(Deus queira)
Por Sara Goes.
O retorno de Ciro Gomes ao PSDB não projeta futuro, apenas formaliza o fim. Não é reencontro com as origens, mas despedida. Volta ao partido como quem retorna ao local do velório de si mesmo. O ciclo que se encerra não é apenas o dele, mas de um modelo de mando, de um estilo de fazer política que se apoiava em prefeituras, alianças verticais e pupilos obedientes.
No Ceará, os homens da política protagonizam uma narrativa de temperamentos e rompantes que definem o destino do estado. Ciro sempre encarnou a versão mais colérica desse teatro. A política, para ele, era palco, duelo, mágoa e revanche. Sua trajetória é marcada por surtos de protagonismo, surtos de raiva. O ápice dessa dramaturgia foi a acusação pública que lançou contra Camilo Santana, a quem chamou de traidor. Camilo chorou, e o Ceará, que leva a sério essa palavra, ficou do lado de quem chorava, não de quem gritava. Desde então, Ciro nunca mais se recompôs.
Os pupilos também se dispersaram. Roberto Cláudio, que já foi um dos irmãos de proveta de Ciro, depois de Camilo e antes de Sarto, rompeu. Camilo se emancipou e virou patrimônio do PT. Sarto, sem carisma nem sustentação, mal segura a própria cadeira. Roberto tentou seguir a cartilha, foi leal até onde deu, mas se desfiliou do PDT logo após encontros com Bolsonaro em Fortaleza. Agora está no União Brasil, onde circula como quem já entendeu que o clã perdeu o trono.
O PSDB, por sua vez, oferece um abrigo e um palco. Segundo matéria publicada no jornal O Povo, a filiação de Ciro é articulada diretamente por Tasso Jereissati, com aval de Marconi Perillo, e teve até gesto simbólico, Ozires Pontes, atual presidente estadual da legenda, declarou que abriria mão da presidência do diretório cearense para que Ciro possa comandar o projeto. A aposta da cúpula tucana é que ele ainda tenha densidade eleitoral suficiente para enfrentar o PT em 2026. Nos bastidores, repete-se o mantra, “todo mundo no interior quer votar no Ciro”. Mas a frase diz mais sobre nostalgia do que sobre realidade.
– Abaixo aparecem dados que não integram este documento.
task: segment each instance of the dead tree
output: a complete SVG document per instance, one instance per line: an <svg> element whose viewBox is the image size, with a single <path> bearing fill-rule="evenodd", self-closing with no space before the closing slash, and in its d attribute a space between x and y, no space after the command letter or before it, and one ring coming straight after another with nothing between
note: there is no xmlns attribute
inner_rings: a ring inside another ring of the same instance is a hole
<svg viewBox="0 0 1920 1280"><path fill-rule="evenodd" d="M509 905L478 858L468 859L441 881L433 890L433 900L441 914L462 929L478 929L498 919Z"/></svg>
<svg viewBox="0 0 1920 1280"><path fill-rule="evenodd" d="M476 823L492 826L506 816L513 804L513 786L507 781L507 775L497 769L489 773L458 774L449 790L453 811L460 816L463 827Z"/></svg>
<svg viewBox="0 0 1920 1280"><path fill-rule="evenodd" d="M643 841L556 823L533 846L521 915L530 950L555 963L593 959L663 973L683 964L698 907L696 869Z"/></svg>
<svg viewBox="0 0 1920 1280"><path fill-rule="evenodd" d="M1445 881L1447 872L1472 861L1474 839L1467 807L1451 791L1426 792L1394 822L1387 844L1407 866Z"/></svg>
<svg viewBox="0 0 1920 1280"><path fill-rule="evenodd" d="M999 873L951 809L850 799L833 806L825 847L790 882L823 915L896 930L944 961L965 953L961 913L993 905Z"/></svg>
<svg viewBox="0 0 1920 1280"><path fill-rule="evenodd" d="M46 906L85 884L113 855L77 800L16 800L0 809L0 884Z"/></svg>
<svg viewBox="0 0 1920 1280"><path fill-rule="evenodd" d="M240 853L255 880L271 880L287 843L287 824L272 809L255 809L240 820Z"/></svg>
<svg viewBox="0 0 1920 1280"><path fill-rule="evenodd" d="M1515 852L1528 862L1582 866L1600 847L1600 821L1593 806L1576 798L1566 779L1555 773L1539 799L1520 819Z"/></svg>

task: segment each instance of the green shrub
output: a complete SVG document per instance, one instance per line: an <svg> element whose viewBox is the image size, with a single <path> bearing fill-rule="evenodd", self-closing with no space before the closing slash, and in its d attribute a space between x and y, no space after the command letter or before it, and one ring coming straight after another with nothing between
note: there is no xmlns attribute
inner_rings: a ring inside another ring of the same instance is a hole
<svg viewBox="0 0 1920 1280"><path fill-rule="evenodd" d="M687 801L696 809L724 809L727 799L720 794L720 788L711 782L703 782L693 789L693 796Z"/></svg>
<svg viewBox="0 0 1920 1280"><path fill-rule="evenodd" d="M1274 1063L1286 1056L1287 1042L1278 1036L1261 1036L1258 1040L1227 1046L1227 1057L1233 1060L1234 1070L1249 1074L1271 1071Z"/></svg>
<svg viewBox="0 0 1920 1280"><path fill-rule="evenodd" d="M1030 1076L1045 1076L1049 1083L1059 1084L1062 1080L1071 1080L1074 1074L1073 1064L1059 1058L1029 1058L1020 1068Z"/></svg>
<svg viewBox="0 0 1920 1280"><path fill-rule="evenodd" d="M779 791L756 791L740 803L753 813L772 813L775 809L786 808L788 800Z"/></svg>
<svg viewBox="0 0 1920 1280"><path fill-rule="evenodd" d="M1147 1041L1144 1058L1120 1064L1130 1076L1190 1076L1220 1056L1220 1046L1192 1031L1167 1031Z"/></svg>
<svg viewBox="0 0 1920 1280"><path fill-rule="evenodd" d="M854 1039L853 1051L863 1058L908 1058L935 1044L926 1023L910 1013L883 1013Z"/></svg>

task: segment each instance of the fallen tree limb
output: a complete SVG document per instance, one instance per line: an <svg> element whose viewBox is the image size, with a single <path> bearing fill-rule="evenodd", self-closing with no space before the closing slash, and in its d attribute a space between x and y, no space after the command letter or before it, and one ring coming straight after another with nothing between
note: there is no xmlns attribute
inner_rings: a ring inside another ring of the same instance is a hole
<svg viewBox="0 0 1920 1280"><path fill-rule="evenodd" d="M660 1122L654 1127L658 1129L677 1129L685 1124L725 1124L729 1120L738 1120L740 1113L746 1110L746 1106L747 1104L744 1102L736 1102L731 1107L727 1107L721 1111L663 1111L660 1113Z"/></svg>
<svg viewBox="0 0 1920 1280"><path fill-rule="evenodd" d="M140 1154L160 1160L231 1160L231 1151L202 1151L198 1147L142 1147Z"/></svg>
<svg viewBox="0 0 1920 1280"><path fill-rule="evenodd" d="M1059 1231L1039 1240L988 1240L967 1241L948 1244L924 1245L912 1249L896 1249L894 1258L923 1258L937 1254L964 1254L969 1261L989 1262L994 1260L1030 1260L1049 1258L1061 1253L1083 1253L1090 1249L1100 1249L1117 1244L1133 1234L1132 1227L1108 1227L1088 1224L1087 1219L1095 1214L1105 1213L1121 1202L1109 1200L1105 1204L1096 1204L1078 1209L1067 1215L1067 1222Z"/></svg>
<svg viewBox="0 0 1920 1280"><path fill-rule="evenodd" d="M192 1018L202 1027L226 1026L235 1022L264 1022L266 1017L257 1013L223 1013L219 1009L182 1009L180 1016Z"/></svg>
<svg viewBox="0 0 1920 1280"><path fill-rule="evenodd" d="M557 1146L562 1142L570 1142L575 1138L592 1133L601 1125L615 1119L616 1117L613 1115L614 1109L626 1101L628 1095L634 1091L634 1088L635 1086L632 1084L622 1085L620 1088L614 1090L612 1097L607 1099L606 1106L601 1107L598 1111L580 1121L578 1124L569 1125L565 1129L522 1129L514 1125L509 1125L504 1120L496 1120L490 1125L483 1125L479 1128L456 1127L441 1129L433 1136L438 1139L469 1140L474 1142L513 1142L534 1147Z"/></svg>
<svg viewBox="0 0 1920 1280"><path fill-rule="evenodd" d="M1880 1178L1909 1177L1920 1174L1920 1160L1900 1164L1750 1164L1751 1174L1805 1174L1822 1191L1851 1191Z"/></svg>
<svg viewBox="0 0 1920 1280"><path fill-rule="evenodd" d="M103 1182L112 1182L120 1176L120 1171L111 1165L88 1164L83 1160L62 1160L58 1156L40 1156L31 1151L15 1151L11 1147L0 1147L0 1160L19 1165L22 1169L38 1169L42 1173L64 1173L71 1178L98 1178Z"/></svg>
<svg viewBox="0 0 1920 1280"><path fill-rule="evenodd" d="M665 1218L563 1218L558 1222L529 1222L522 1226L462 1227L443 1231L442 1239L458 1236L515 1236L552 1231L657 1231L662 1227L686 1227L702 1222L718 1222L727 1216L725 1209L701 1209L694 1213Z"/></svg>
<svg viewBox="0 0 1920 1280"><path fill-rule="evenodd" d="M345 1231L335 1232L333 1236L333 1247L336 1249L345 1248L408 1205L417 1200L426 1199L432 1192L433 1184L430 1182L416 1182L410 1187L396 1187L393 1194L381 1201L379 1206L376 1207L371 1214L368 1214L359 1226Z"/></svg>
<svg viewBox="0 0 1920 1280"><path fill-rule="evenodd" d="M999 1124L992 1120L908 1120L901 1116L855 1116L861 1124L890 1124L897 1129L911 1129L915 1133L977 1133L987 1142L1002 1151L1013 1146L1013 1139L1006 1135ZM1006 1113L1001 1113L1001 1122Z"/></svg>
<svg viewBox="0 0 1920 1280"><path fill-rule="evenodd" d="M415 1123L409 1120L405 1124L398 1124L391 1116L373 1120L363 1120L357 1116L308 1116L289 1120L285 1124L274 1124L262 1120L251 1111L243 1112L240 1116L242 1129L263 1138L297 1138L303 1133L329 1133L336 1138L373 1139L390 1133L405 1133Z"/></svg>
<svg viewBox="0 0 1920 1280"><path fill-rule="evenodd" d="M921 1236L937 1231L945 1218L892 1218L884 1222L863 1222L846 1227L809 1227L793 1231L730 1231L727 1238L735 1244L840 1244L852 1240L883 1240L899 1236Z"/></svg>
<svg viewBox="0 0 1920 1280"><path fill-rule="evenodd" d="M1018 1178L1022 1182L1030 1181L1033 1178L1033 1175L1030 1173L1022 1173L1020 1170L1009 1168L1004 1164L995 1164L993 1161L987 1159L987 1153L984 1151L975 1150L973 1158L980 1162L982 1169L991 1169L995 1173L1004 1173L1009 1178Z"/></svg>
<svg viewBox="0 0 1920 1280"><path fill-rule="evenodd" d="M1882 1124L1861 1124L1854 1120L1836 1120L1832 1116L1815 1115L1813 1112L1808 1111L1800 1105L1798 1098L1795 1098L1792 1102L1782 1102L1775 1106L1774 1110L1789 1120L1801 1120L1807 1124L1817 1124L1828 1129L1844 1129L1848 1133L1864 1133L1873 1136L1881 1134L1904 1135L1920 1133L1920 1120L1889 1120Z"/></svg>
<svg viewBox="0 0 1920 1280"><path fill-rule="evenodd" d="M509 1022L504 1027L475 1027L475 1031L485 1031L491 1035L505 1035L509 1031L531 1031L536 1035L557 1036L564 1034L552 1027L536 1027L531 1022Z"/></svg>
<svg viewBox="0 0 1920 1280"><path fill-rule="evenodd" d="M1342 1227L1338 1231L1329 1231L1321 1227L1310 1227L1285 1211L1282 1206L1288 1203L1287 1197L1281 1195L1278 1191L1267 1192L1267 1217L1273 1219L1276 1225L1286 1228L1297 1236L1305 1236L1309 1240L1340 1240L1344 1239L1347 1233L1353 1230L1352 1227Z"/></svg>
A volta de Ciro ao PSDB pode até dar novo fôlego à oposição no estado, como analisou o jornalista Inácio Aguiar em sua coluna no Diário do Nordeste, mas exige um malabarismo público, apagar críticas passadas, reabilitar antigos desafetos e se abrir a alianças com nomes que até ontem eram tratados como inimigos, inclusive figuras da extrema direita cearense. Não é uma rearticulação, é uma reedição forçada, sem enredo claro.
Enquanto isso, o abismo digital seguia aberto. Com a política o empurrando para fora, sobrava o precipício das redes. Lives amargas, cortes de entrevista fora de contexto, comentários raivosos sobre o “lulopetismo”… Ciro estava a um passo de divulgar o tigrinho. A reentrada no PSDB o livra, por ora, desse destino de ex-candidato convertido em influencer de cassino online.
Para o partido, a filiação não representa força. O PSDB já não move o tabuleiro, e Ciro tampouco tem fôlego para reinventá-lo. O que se vê é um pacto entre ruínas, um abrigo mútuo entre estruturas esvaziadas que ainda tentam performar relevância. Nenhum dos dois ameaça ou propõe, apenas sobrevivem, no modo espera.
É o fim sem apoteose. Não há queda épica nem renascimento. Apenas uma volta em círculos até que o públco se disperse. O PSDB ganha um nome, mas não recupera fôlego, Ciro ganha uma sigla, mas não reencontra estrada. Talvez ainda venha discurso, talvez ainda saia uma entrevista incisiva, mas o que vem depois disso, ninguém mais acredita, nem ele própriamente.